Recently, I needed to use GPU instances with a custom AMI1 on EC2. The image I needed to use did not contain the necessary NVIDIA and CUDA2 modules and instead contained nouveau. This posed a unique situation because normally a reboot is necessary after installing the official module. However, the software I was provisioning the instances with was unable to resume after rebooting. Using this short script I was able to swap the opensource nouveau module for the NVIDIA module without rebooting the instance.
Using the script below and a kernel boot parameter the proper modules will be installed without requiring a reboot. This will work on all AWS GPU instance types including g2.2xlarge, g2.8xlarge, and p2.16xlarge. This script can be run in the user-data portion of cloud-init during instance spin-up.
This was written and tested for CentOS 6 but can be adapted to other OSes.
# install gcc, cpp, kernel-headers
# dkms is also installed to rebuild the modules during kernel upgrades
sudo yum groupinstall -y 'Development tools'
sudo yum install -y kernel-devel-$(uname -r) dkms
# download the nvidia module and extract it
wget --quiet 'http://us.download.nvidia.com/XFree86/Linux-x86_64/367.35/NVIDIA-Linux-x86_64-367.35.run' -O 'NVIDIA-Linux-x86_64-367.35.run'
chmod +x NVIDIA-Linux-x86_64-*.run
# unbind the vtconsole from the nouveau module
sudo sh -c 'echo 0 > /sys/class/vtconsole/vtcon1/bind'
# unload nouveau and the direct rendering modules
sudo rmmod nouveau
sudo rmmod ttm
sudo rmmod drm_kms_helper
sudo rmmod drm
# install the nvidia modules silently
sudo ./NVIDIA-Linux-x86_64-*.run --accept-license \
--no-questions --ui=none --silent \
--run-nvidia-xconfig --dkms --disable-nouveau
# rebuild the initramfs so it will include the nvidia modules
sudo dracut -f -v /boot/initramfs-$(uname -r).img $(uname -r)
# load the nvidia and direct rendering modules
sudo modprobe nvidia
sudo modprobe ttm
sudo modprobe drm_kms_helper
sudo modprobe drm
# loop through all the pci devices matching the nvidia vendor and K80 device
# identifier and informs linux to remove them from the system to force them to reset.
sudo sh -c "for DEV in $(lspci -d 10de:118a -mm | cut -d' ' -f1); do \
echo 1 > \"/sys/bus/pci/devices/0000:${DEV}/remove\"
done"
# tell linux to rescan the pci bus.

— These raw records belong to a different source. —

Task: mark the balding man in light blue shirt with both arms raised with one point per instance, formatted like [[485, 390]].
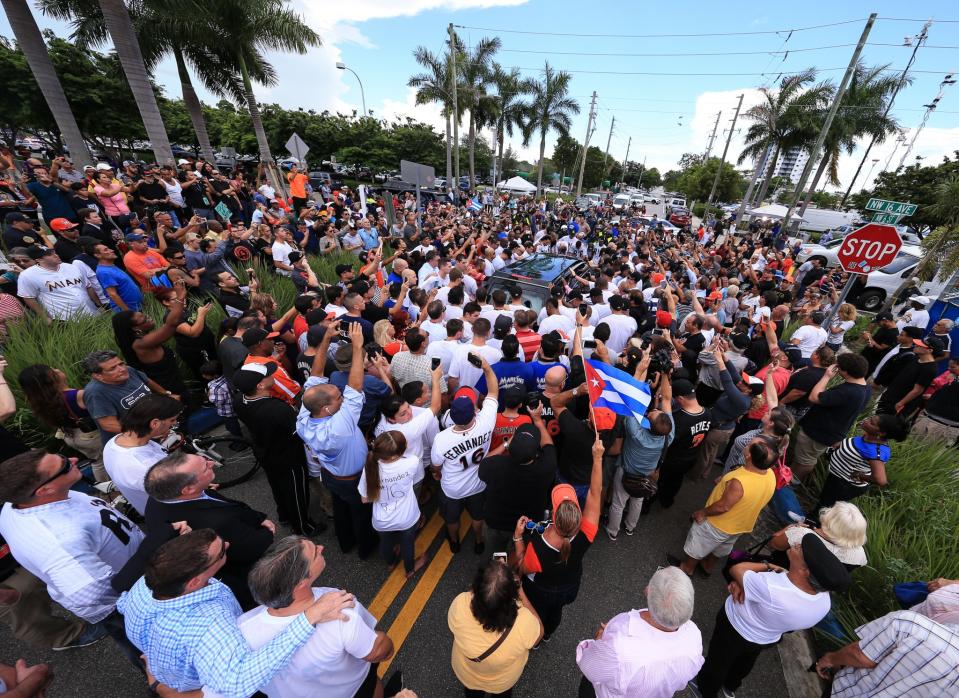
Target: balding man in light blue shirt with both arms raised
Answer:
[[328, 424]]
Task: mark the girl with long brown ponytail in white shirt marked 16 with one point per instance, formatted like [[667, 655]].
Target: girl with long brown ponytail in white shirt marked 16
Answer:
[[387, 483]]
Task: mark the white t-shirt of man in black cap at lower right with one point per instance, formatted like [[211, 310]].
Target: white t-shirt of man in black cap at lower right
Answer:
[[773, 606]]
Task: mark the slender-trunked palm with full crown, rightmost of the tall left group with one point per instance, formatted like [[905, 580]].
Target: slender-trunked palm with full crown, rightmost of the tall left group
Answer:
[[245, 28]]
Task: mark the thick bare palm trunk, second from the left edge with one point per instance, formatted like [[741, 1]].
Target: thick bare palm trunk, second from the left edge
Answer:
[[117, 19]]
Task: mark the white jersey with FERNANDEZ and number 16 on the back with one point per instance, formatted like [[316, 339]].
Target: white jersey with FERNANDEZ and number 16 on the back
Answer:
[[459, 453]]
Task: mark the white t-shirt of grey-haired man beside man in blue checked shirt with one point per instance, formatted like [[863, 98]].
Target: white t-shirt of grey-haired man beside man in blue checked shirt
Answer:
[[331, 662]]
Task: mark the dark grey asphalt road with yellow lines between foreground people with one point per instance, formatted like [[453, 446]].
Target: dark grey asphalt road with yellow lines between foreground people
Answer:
[[614, 579]]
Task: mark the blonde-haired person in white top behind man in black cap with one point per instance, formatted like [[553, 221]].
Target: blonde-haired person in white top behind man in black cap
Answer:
[[842, 529]]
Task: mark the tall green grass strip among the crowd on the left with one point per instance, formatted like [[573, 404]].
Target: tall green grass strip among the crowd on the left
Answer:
[[65, 345]]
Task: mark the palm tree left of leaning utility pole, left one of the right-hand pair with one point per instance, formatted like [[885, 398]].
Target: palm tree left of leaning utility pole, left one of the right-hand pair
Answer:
[[776, 124]]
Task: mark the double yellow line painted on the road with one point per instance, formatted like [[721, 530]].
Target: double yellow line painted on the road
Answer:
[[431, 576]]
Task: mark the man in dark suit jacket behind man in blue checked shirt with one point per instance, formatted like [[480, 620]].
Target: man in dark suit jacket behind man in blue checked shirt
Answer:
[[179, 490]]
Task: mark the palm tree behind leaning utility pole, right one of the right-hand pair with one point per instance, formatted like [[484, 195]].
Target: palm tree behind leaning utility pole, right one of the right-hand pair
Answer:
[[862, 114]]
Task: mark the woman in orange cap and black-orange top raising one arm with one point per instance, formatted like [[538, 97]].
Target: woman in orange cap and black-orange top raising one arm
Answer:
[[552, 551]]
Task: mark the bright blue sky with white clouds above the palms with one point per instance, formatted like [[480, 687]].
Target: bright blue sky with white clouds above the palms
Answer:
[[666, 115]]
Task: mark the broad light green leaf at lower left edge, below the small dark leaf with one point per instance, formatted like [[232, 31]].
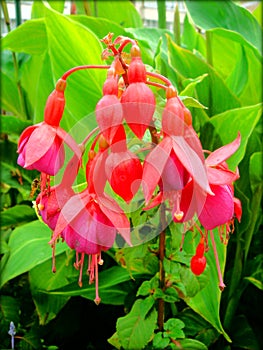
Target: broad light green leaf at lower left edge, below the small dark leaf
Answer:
[[28, 247]]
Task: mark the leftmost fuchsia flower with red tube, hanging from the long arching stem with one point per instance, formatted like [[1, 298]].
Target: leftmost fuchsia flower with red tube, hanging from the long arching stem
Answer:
[[40, 146]]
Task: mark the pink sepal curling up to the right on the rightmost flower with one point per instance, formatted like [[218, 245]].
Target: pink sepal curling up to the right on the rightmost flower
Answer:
[[223, 153]]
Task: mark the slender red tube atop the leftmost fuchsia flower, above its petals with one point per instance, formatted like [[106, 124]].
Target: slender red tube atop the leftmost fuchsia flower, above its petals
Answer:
[[55, 104]]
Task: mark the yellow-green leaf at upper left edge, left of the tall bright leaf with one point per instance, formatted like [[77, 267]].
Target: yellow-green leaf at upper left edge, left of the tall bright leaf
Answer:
[[30, 37]]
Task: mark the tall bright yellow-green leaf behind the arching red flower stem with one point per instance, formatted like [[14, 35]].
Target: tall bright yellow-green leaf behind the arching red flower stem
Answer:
[[84, 88]]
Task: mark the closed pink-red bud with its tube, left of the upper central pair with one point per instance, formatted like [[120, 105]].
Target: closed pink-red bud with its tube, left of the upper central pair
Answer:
[[109, 113]]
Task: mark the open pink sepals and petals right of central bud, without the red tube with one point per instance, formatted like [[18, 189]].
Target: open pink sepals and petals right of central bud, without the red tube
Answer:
[[182, 163]]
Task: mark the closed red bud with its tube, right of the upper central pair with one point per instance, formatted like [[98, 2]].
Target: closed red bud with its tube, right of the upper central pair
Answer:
[[138, 100]]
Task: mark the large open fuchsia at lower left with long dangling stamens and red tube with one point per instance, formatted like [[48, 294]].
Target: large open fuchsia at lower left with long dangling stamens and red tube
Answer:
[[90, 220]]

The cards will be added using the nvida modules
sudo sh -c 'echo 1 > /sys/bus/pci/rescan'
# download and install cuda
wget --quiet 'http://developer.download.nvidia.com/compute/cuda/7.5/Prod/local_installers/cuda-repo-rhel6-7-5-local-7.5-18.x86_64.rpm' \
-O 'cuda-repo-rhel6-7-5-local-7.5-18.x86_64.rpm'
sudo rpm -i ./cuda-repo-rhel6-7-5-local-7.5-18.x86_64.rpm
sudo yum clean all
sudo yum install -y cuda
The above does the following:
- Installs items necessary to build the NVIDIA modules.
- Downloads the NVIDIA module.
- Unbinds the virtual text console from the loaded nouveau module so it can be unloaded.
- Unloads the nouveau and direct rendering manager modules.
- Installs/Builds the NVIDIA module and tools.
- Rebuilds the kernel boot image with the new modules.
- Loads the nvidia module and reloads the direct rendering module. This effectively switches the kernel drm modules to use NVIDIA modules.
- Ejects all NVIDIA K80 GPUs by their vendor:model identifier. This is necessary to force the cards to reset as they were initialized with nouveau.
- Instruct Linux to rescan the pci bus to initialize the NVIDIA cards with the official module.
- Download and install CUDA.
You will also need to edit the kernel
line in /boot/grub/grub.conf
and append the following:
rd.driver.blacklist=nouveau nouveau.modeset=0
This will tell the kernel to blacklist or not load the nouveau module at boot time. It will also set the display options to none for the module in KMS3.